FRANCESCO CARMAGNOLA.
The story of Jacopo Foscari affords a striking commentary upon the changes which had come over the armies of the Republic. It would seem that the want of any serious and engrossing occupation—a sort of elegant idleness—had led Jacopo to his misfortunes; and this idleness would not have been possible during so stirring a period as that of his father's reign, if the Venetians had still done their own fighting as they did it in the reign of Enrico Dandolo.
In Foscari's day it had come to be the custom, all over Italy and in other countries of Europe, to hire men to kill and be killed for money. Mercenary troops they were fitly called; for they not only received their hire, but they robbed the peasant of his harvest, and from the wealthy land-owner they extorted gold. Venice had employed these bands when they were made up of Bretons, Hungarians, Gascons, and other men, who spoke no Italian, and thought solely of gain; but by the middle of the fifteenth century the Free Lances had come to be an organized institution, with unwritten laws, which were well understood by them and by their employers; and the general or leader of these bands who was not successful was in much danger of having his head taken off by the Seigneur or the government he served, on the charge of treason. A most famous leader of one of these bands of condottieri was Francesco Carmagnola.

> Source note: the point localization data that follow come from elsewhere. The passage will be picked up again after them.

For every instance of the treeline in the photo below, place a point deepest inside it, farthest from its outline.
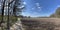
(56, 14)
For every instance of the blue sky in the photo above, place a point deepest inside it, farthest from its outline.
(36, 8)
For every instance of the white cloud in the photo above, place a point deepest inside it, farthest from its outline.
(24, 2)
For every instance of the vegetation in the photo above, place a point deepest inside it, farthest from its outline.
(57, 13)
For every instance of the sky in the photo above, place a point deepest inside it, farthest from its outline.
(40, 8)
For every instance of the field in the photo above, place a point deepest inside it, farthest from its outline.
(41, 23)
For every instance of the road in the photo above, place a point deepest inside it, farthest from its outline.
(33, 21)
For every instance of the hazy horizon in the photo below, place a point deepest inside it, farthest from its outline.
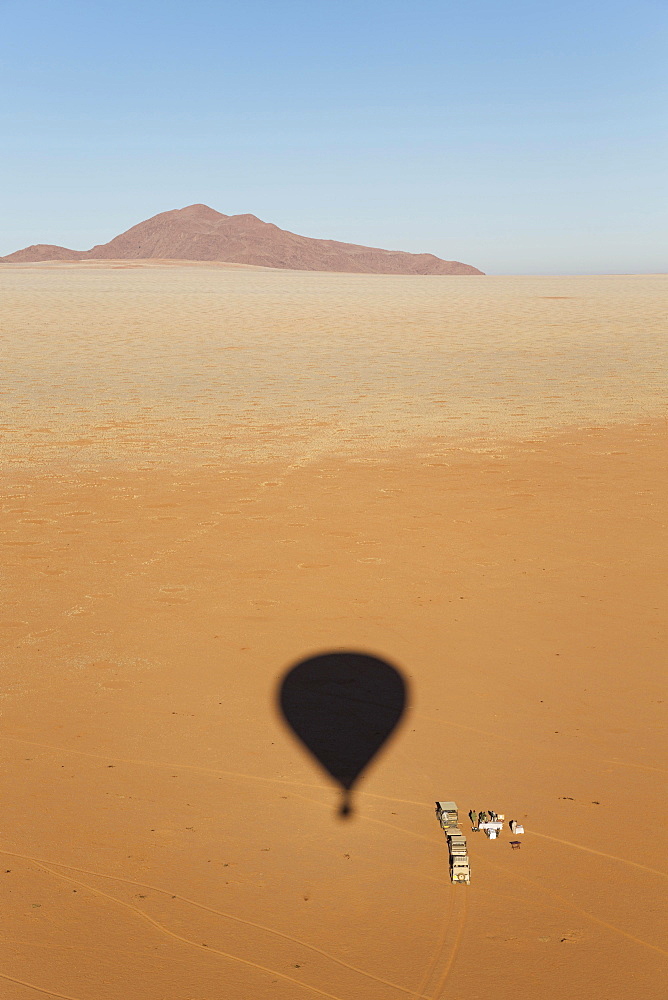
(520, 141)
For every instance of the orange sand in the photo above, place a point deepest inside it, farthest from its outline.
(163, 836)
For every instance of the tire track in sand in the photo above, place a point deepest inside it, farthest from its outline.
(41, 862)
(206, 949)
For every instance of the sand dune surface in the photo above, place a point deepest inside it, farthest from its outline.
(210, 473)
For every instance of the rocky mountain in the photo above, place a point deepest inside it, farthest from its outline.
(200, 233)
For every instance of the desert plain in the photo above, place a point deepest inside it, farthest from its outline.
(212, 472)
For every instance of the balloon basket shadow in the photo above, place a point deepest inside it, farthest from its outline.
(346, 810)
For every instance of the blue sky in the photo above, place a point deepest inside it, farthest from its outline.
(525, 137)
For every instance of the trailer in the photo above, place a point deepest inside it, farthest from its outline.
(460, 866)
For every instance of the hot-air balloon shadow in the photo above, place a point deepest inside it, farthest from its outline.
(343, 706)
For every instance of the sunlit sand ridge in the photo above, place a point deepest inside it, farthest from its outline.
(211, 473)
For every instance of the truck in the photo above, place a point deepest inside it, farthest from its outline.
(460, 867)
(447, 814)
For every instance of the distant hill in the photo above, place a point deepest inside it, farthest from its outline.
(200, 233)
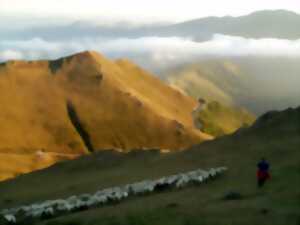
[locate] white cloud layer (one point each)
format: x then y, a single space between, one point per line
152 52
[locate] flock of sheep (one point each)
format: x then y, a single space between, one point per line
55 208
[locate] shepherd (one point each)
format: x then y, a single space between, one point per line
263 173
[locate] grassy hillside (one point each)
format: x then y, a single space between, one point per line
86 103
218 120
259 84
276 136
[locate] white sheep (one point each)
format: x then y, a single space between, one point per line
54 207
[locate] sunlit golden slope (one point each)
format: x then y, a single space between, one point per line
85 103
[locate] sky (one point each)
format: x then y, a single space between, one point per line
139 11
151 51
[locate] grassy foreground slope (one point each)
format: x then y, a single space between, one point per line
276 136
85 103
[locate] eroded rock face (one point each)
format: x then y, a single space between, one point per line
54 208
201 105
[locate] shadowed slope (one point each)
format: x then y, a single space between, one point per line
275 136
117 105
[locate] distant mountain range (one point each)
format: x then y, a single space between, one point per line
54 110
259 84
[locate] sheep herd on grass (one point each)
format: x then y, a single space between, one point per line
54 208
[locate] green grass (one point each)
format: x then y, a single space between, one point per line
219 120
277 139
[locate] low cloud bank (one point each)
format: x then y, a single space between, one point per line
151 52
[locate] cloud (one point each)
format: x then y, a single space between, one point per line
151 52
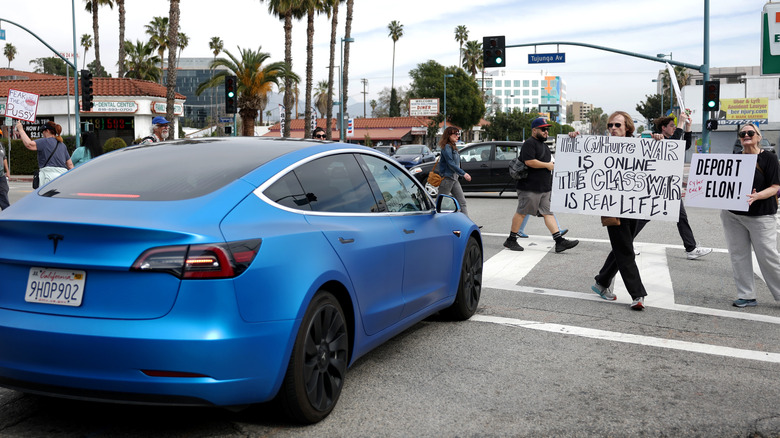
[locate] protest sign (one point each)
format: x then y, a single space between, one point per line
720 181
21 105
638 178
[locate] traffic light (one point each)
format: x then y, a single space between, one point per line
86 90
711 95
494 51
231 94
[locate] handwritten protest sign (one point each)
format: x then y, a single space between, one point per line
628 177
720 181
21 105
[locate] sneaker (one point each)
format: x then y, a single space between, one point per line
745 303
512 244
698 252
604 292
564 244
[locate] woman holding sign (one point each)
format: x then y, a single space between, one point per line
53 157
756 227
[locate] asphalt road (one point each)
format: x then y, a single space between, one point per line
542 357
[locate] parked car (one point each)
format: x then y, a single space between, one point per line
261 275
487 163
413 154
387 150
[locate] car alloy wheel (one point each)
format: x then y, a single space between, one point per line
315 375
470 285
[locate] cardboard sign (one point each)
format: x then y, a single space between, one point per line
21 105
720 181
638 178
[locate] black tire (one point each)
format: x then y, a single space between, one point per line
315 374
469 286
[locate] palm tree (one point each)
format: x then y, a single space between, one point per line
86 43
121 62
321 97
472 57
216 45
461 36
157 29
255 81
396 32
10 52
345 67
173 43
286 10
142 62
91 6
333 28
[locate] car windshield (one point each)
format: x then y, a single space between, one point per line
162 172
409 150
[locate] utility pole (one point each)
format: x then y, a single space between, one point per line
364 81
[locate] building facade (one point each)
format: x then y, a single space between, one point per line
525 90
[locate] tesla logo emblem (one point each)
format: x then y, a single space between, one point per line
56 239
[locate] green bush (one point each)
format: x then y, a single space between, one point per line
113 144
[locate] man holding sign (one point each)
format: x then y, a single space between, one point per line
754 228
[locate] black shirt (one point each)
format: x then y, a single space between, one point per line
767 173
538 180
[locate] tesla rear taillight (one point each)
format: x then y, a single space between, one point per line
202 261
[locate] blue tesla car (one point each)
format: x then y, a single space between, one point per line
224 272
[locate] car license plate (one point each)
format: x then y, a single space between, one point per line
63 287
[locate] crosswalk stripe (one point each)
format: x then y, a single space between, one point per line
632 339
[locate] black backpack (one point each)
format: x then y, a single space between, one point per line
518 169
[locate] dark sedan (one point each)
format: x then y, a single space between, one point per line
412 155
487 163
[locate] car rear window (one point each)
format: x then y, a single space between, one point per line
165 172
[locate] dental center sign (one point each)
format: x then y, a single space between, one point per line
21 105
770 39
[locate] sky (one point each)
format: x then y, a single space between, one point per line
607 80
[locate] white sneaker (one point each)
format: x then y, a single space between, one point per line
697 252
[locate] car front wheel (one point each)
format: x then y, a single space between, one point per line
470 285
315 374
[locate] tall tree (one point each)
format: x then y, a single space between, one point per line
396 32
345 67
255 81
285 10
173 44
142 62
86 43
472 58
461 36
312 7
9 52
92 7
121 62
216 45
321 97
157 29
331 65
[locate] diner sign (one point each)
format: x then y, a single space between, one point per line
628 177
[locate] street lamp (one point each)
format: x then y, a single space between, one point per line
445 99
662 96
341 89
671 89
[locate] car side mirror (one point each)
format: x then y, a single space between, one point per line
447 204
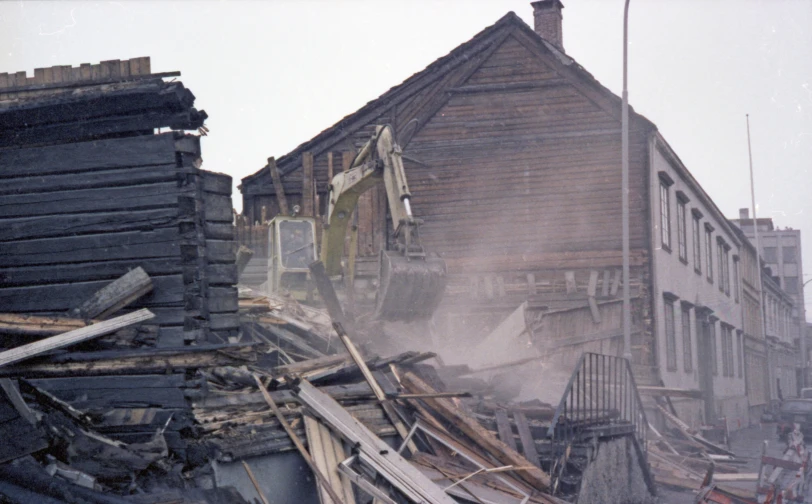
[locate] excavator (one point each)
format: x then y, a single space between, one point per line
410 280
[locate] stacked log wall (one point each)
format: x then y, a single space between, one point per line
76 216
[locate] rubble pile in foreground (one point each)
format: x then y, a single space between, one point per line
113 418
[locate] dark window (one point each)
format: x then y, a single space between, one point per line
665 216
687 351
670 337
791 285
697 236
709 252
789 254
714 353
740 341
736 285
682 236
726 350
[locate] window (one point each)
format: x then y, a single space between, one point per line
712 336
727 350
740 344
736 285
670 337
709 251
791 285
789 255
697 236
720 265
682 237
687 351
723 264
665 216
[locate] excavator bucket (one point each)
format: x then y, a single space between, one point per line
409 289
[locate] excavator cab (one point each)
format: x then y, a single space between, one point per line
292 247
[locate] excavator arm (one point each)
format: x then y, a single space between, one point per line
411 282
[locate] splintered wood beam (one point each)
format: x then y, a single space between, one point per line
34 325
325 483
278 188
72 337
307 185
479 434
116 295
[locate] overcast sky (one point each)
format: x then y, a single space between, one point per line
273 74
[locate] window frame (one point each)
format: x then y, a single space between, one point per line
696 232
714 348
709 252
687 343
665 216
670 333
682 229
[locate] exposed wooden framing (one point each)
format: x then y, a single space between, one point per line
325 483
33 325
371 449
254 482
72 337
504 429
278 187
307 185
328 452
569 279
528 443
484 438
116 295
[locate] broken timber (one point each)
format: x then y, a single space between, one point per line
371 449
116 295
72 337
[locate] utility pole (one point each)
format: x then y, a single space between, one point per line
758 260
627 313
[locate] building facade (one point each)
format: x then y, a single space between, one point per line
513 154
781 253
697 292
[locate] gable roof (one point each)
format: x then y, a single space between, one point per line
465 52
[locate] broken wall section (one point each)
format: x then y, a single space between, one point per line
76 216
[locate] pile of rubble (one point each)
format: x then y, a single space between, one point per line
113 419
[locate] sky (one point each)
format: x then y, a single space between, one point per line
273 74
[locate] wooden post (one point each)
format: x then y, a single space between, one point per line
307 184
278 187
329 168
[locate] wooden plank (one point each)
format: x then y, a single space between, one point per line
72 337
615 283
32 325
325 483
504 429
481 436
528 443
279 189
328 452
145 150
307 185
569 279
592 288
593 310
116 295
605 283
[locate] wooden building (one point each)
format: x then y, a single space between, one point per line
513 153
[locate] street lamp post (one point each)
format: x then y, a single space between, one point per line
627 314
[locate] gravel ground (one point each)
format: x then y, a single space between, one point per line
746 443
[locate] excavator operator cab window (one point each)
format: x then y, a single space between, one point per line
296 244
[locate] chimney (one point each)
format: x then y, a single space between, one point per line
547 20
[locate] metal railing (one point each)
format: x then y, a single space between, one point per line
601 394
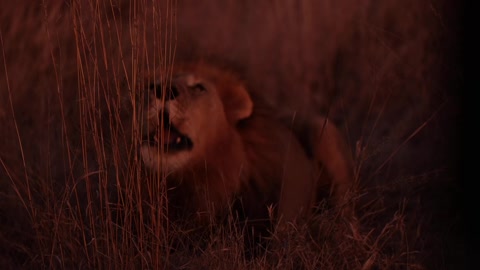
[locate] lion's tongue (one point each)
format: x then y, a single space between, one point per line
168 136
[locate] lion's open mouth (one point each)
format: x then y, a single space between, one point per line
172 139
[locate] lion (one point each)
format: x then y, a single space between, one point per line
219 147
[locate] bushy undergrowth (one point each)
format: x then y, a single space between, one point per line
74 195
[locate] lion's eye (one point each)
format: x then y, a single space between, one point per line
200 87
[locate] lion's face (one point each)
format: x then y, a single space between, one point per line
185 119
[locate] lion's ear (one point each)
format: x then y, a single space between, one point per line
238 104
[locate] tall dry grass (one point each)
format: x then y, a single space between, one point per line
73 191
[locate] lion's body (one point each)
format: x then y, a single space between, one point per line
233 149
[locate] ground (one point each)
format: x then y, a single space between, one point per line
388 74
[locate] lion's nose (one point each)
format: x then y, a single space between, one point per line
171 91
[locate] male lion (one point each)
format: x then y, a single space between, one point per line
220 148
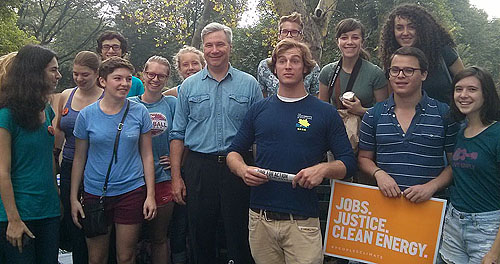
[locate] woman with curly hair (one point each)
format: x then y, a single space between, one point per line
413 25
29 204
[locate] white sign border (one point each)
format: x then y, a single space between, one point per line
332 183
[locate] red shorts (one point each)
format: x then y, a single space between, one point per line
123 209
163 193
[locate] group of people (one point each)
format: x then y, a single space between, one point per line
210 149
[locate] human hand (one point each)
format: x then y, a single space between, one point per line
387 184
14 233
165 162
149 208
309 177
419 193
251 176
354 107
179 190
76 213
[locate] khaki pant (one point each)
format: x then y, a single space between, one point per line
285 241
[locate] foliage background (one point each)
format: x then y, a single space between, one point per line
161 27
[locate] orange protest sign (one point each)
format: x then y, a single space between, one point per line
366 226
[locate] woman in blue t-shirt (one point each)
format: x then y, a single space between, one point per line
161 109
412 25
470 233
29 205
126 201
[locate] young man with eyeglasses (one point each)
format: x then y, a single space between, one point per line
403 139
290 26
113 44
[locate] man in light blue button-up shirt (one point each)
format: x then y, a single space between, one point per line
210 108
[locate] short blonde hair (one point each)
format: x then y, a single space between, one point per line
294 18
160 60
187 49
287 44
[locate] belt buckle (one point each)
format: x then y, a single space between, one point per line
264 212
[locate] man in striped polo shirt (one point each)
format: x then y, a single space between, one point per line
403 139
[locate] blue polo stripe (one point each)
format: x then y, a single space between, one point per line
414 157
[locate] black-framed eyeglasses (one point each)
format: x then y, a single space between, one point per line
114 47
293 33
152 75
407 71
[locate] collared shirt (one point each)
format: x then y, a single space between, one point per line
209 113
414 157
269 82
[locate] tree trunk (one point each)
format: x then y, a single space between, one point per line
208 7
315 25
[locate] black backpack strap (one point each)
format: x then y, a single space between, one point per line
115 152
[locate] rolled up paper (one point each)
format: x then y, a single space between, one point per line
276 175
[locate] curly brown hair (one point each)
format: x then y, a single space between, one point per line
25 90
431 36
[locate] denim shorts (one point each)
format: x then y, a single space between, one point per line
467 237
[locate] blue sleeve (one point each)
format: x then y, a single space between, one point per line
180 116
80 131
147 124
257 93
367 131
171 101
246 134
339 143
314 86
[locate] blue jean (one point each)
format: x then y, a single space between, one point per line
45 248
178 233
467 237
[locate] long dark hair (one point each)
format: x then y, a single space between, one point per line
348 25
489 110
25 90
431 36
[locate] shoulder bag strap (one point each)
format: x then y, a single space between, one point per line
334 85
335 74
115 152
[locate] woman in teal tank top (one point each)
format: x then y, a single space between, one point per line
29 205
470 233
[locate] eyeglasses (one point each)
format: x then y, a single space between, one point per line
152 75
114 47
293 33
407 71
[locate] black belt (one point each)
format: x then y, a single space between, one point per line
269 215
213 157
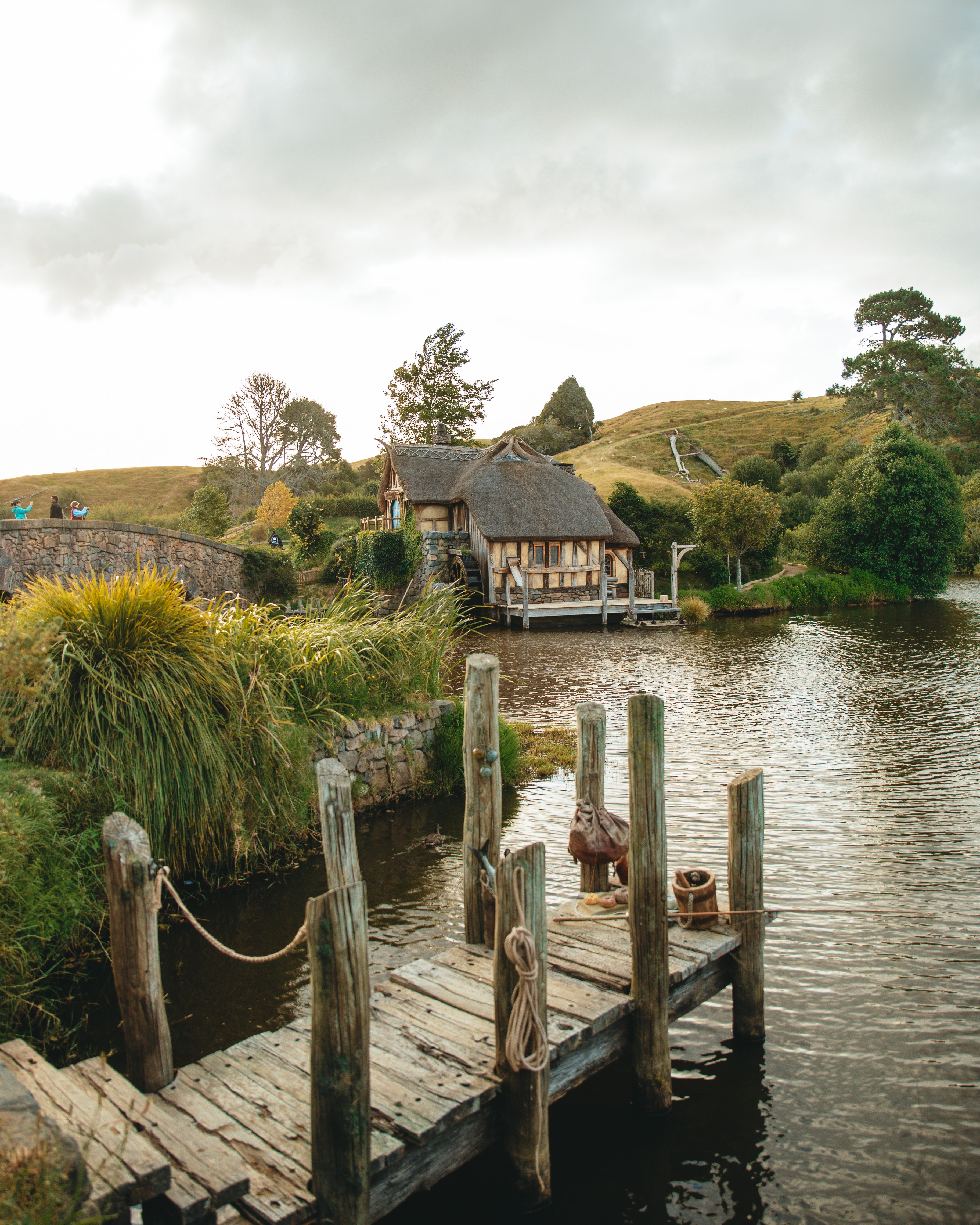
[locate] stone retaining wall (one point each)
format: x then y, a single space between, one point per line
389 756
52 548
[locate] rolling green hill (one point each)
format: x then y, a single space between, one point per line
121 494
635 445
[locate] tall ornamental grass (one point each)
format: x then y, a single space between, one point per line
199 718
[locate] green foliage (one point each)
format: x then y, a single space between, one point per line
304 522
199 719
737 519
569 410
909 361
269 572
207 515
758 471
809 591
446 760
786 454
51 905
432 389
381 558
895 511
657 524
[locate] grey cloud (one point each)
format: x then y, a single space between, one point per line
685 139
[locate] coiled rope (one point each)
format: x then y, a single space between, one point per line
163 878
525 1026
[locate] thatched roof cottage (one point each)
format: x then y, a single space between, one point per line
538 535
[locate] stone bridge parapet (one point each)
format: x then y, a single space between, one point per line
56 548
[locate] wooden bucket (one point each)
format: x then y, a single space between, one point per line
694 889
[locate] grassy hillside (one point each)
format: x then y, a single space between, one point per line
110 493
635 445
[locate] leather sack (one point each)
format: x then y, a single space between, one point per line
597 837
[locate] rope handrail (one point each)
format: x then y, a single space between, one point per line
163 878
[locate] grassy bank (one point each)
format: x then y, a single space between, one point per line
804 592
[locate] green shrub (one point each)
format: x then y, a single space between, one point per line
51 903
383 558
270 574
342 560
207 515
446 760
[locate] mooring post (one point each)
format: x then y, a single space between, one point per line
482 821
590 781
337 824
340 1064
135 951
526 618
602 580
747 828
521 882
651 971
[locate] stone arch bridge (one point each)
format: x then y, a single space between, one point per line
52 548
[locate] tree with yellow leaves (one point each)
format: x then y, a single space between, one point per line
275 508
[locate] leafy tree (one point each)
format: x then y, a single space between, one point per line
207 515
275 508
569 410
736 517
970 554
264 433
432 389
895 511
909 361
758 471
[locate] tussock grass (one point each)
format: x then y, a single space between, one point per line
809 591
200 718
694 608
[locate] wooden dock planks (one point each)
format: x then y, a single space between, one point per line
236 1126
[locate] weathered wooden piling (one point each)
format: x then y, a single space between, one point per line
136 959
747 828
648 922
524 1103
482 821
590 776
340 1061
337 824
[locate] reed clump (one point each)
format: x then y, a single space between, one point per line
201 718
694 609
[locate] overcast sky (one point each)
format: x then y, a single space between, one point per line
668 200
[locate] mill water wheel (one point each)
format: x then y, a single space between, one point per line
466 574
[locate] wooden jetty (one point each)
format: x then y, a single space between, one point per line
346 1113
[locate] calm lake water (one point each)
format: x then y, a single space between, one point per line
864 1102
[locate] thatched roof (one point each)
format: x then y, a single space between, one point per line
514 492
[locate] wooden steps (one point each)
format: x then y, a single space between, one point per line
235 1127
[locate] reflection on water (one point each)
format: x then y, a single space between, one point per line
863 1104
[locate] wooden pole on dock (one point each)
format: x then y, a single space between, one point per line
524 1103
482 823
340 1062
648 924
337 824
526 615
136 959
747 827
590 781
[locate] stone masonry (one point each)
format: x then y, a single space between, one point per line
389 756
56 548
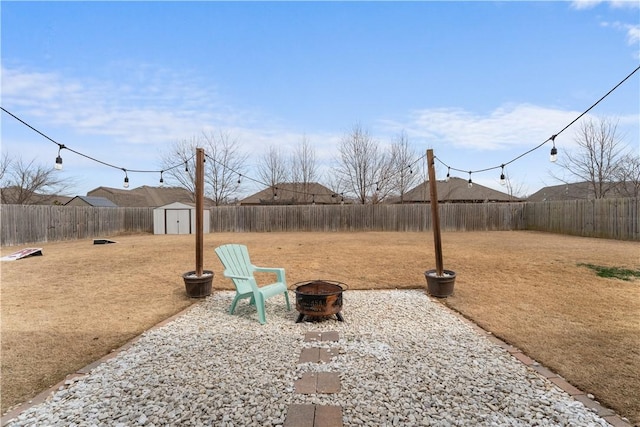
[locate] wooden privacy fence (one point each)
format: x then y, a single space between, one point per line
608 218
34 223
409 217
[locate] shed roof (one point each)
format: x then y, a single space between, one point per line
146 196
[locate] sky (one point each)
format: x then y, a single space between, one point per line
478 82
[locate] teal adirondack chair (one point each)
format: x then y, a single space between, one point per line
238 267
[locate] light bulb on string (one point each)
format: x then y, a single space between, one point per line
553 157
58 164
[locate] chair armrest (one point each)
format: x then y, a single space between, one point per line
236 276
280 275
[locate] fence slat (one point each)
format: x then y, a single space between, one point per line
607 218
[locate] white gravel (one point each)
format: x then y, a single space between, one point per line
404 360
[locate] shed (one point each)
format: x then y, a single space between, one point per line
177 218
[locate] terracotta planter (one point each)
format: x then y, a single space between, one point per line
440 286
198 286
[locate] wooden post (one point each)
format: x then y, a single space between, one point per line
435 214
199 208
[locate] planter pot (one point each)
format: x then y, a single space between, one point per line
440 286
198 286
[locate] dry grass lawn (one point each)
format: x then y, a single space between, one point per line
79 301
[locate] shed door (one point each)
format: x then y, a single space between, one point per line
177 221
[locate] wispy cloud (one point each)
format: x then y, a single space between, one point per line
589 4
632 31
159 107
508 126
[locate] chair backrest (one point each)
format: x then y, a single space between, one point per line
235 259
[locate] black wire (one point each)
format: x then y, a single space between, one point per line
64 147
502 165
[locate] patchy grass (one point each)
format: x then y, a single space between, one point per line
69 307
613 272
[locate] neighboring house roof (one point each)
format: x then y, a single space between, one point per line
146 196
581 191
98 202
456 190
293 193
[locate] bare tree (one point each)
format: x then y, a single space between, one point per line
23 183
598 157
181 152
628 176
514 190
362 167
404 168
223 169
304 169
273 168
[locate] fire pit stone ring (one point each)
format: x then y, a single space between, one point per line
319 298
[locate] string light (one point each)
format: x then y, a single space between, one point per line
553 153
58 165
553 157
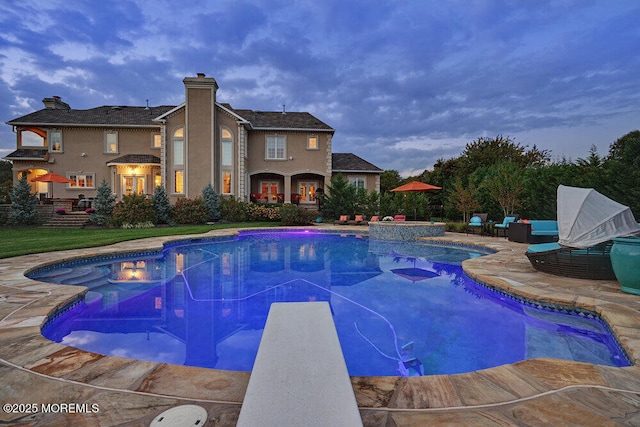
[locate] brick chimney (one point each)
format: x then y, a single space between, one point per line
55 103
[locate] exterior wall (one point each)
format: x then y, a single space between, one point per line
84 152
372 181
200 136
298 158
173 122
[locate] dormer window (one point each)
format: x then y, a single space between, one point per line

The name of his father was Bussone; but the soldier took his name from the town, near Turin, in which he was born, in 1390. While he, as a boy, tended flocks upon his native hills, the clash of arms and the noise of battle which filled all Europe reached even his ears; and fired with desire for adventure, he deserted the first duty of his life, and through one chance and another entered the service of Facino Cane, a great general in the service of the Duke of Milan. Carmagnola soon proved his fitness for the profession he had chosen, but it is doubtful if the jealousy of Cane would have permitted him to come to the front. It may therefore be said to have been the making of his fortune when Facino Cane and Gian Maria Visconti died on the same day, and Filippo Maria Visconti became the head of the house; for when this young prince needed a general, he chose Carmagnola, who embraced his cause zealously, and at once took Milan for him, and subsequently, one after the other, overcame the cities which had revolted. Naturally this was a work of time; and meanwhile the great captain was high in the favor of his prince, held a conspicuous position at court, and was the chief counsellor of the Duke in all important matters.